Felix Großschartner spielt beim Tour-de-France-Etappen-Sieg des Slowenen eine wichtige Rolle. Der Österreicher und sein Team erwischten einen "perfekten Tag".

Auch dank Großschartner: Pogacar baut Tour-Gesamtführung aus Foto: © IMAGO / Photo News

Titelverteidiger Tadej Pogacar hat die schwere Vogesen-Etappe bei der Tour de France am Samstag gewonnen und sein Gelbes Trikot gefestigt.

Der slowenische Weltmeister siegt auf der 14. Etappe über 155,3 Kilometer von Mülhausen nach Le Markstein im Alleingang mit mehr als einer halben Minute Vorsprung auf seinen zweitplatzierten Teamkollegen Isaac del Toro aus Mexiko und dem französischen Jungstar Paul Seixas.

Gesamt liegt er nun 4:30 Minuten vor dem Dänen Jonas Vingegaard.

Pogacar greift am letzten Anstieg erfolgreich an

Auf dem letzten Anstieg hat zunächst Vingegaard (Visma) die Initiative übernommen.
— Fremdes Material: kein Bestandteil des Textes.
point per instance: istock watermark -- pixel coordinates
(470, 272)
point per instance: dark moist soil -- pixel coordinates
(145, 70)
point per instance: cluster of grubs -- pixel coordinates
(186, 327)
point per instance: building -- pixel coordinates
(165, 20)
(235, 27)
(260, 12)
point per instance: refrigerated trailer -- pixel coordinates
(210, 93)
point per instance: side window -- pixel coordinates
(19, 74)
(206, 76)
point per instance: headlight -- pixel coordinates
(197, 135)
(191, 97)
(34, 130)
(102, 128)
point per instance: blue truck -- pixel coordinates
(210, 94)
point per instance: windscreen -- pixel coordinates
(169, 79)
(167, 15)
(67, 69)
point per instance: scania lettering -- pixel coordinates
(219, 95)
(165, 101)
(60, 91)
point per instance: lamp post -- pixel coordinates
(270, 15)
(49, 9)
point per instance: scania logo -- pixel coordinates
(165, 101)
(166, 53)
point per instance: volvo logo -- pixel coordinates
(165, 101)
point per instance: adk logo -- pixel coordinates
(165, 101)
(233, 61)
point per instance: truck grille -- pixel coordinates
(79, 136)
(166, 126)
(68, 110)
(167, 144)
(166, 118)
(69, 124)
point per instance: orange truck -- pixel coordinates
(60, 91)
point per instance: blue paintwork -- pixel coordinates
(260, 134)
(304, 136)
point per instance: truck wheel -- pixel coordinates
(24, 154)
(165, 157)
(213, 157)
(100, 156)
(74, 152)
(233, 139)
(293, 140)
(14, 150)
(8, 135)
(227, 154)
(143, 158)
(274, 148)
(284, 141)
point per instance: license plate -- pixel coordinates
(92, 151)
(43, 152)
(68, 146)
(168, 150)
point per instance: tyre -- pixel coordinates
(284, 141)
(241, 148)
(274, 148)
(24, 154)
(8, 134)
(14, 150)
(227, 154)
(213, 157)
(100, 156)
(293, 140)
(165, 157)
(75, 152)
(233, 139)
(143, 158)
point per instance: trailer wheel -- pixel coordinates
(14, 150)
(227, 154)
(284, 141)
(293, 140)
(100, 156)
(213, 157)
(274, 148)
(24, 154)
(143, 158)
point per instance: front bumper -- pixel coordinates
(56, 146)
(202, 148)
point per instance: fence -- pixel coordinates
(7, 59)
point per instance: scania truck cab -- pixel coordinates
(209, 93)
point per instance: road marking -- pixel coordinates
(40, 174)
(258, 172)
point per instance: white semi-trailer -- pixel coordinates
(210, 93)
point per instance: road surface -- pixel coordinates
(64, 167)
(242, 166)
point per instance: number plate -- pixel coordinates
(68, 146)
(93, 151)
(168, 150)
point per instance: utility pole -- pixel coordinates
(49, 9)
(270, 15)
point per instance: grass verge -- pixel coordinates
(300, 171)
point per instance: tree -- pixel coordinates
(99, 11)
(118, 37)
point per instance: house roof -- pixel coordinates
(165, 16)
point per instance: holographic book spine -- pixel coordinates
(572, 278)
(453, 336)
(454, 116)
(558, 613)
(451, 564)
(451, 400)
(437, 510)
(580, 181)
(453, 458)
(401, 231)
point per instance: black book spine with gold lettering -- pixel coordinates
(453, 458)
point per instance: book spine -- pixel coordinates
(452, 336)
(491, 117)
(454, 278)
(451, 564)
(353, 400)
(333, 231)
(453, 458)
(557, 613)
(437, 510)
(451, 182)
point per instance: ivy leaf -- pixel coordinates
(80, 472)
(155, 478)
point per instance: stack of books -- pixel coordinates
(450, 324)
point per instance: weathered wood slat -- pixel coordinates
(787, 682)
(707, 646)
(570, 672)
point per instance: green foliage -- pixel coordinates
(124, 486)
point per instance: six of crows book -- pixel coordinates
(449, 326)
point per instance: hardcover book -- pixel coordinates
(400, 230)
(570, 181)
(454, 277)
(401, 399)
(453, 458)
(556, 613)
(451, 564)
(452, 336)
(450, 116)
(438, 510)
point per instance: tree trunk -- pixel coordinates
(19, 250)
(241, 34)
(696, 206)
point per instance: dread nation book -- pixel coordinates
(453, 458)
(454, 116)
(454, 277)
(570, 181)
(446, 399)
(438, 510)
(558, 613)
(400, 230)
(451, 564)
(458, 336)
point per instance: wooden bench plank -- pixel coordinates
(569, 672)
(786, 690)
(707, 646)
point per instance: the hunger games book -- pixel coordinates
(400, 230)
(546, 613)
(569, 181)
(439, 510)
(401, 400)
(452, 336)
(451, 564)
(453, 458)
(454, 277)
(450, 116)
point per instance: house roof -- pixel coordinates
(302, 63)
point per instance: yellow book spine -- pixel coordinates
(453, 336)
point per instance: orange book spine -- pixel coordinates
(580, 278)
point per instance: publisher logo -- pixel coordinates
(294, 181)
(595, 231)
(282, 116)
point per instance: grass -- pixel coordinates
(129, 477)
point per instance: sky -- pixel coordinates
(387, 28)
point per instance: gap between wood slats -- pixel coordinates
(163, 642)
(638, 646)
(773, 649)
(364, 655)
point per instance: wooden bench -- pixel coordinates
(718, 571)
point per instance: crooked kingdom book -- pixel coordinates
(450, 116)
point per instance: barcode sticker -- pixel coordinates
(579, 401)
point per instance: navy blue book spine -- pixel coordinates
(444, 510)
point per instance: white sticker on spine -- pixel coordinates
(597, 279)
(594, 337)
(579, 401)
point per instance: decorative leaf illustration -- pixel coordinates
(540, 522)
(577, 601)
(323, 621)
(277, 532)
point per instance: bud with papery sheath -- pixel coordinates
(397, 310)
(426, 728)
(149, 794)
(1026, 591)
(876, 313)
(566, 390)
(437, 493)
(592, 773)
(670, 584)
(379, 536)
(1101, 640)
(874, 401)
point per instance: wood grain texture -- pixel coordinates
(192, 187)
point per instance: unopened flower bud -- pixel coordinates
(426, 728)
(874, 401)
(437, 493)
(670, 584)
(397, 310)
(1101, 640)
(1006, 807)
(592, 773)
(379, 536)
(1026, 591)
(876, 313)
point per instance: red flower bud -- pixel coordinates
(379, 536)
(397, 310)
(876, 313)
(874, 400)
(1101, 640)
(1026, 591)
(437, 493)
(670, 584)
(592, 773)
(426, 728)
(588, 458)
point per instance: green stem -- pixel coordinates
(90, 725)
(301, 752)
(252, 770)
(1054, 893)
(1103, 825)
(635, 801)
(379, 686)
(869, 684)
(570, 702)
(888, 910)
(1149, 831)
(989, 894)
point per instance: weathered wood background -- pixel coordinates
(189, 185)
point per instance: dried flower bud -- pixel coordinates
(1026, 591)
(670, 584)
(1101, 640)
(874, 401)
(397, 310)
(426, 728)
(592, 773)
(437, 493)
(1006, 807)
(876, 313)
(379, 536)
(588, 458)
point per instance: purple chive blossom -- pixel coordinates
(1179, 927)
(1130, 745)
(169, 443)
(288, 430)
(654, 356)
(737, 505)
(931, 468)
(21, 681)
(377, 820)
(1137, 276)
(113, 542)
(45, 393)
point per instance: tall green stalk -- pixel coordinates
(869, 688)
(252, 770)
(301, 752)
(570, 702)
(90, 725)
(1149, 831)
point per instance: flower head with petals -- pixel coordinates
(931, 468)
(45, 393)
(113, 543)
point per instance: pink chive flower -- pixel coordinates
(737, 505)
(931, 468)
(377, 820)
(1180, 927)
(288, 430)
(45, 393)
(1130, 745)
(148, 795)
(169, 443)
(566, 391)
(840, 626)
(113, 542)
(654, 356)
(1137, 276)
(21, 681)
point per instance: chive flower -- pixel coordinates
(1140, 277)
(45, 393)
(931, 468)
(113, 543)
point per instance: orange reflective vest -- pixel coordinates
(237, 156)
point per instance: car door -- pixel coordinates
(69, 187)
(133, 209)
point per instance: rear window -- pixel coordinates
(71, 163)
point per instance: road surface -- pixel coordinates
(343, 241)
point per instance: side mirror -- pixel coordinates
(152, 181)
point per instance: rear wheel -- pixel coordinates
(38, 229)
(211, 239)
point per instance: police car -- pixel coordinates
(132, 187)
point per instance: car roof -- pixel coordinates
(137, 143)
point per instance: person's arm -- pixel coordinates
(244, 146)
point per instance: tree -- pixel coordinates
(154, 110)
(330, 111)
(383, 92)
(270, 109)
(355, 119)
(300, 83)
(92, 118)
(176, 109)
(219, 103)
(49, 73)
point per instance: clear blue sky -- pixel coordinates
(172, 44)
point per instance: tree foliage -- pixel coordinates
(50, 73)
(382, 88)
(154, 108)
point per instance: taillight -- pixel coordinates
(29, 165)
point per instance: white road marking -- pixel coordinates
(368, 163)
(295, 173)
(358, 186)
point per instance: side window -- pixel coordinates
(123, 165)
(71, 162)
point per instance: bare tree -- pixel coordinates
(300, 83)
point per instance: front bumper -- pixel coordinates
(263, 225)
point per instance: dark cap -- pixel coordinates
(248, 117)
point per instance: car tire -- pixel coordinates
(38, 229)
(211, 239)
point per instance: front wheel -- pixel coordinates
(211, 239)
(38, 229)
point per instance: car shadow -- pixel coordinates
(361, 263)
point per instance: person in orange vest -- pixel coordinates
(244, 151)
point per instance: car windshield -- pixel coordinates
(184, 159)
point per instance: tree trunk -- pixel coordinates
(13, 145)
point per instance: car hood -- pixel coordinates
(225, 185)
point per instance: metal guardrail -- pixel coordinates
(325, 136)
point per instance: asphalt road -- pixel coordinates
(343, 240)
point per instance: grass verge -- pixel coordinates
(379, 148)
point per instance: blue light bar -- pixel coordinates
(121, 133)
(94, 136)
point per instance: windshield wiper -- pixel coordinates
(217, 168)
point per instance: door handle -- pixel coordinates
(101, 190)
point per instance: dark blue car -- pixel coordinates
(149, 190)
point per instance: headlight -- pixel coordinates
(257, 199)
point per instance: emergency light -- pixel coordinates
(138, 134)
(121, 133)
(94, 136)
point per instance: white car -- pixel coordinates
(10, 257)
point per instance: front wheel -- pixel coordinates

Remco Evenepoel, Juan Ayuso und Florian Lipowitz können nicht mehr folgen.

Auf den letzten zwei steilen Kilometern greift Pogacar vehement an, sprengt die Spitzengruppe und fährt auf den sechs flachen Kilometern bis ins Ziel in Le Markstein einen souveränen vierten Etappensieg bei dieser Tour heraus.

Insgesamt ist es sein 25. bei der Tour. Damit zieht er in der Rekordliste mit dem viertplatzierten Andre Leducq (FRA/25) gleich. Die meisten Tour-Etappen hat Ex-Weltmeister Mark Cavendish (GBR/35) gewonnen.

Großschartner hat sich "brutal gefühlt"

Pogacars Stallkollege Felix Großschartner spielt auf der schweren Bergetappe mit 3.800 Höhenmetern und drei Anstiegen der ersten Kategorie eine wichtige Rolle, macht nach rund 100 Kilometern viel Tempo für seinen Kapitän.

"Ich habe mich brutal gut gefühlt, es war ein perfekter Tag für uns", betont der 32-Jährige auf Eurosport und hebt nicht zuletzt die Stimmung an der Strecke hervor.

"Ich bin doch schon einige Male die Tour gefahren, so etwas wie da habe ich noch nie erlebt. Ich habe die Stimmung voll genossen", sagt Großschartner, der schließlich mit 19:46 Minuten Rückstand die Ziellinie überquert.

Die 15. Etappe der Tour de France führt am Sonntag von Champagnole zum Plateau de Solaison und markiert den Beginn der Alpen. Mit der extrem schweren Schlusssteigung dürfte es erneut zum großen Kräftemessen der Favoriten kommen. Am Tag vor dem zweiten Ruhetag wartet auf die Fahrer eine 184 km lange Etappe mit vier klassifizierten Anstiegen und insgesamt 3.950 Höhenmetern.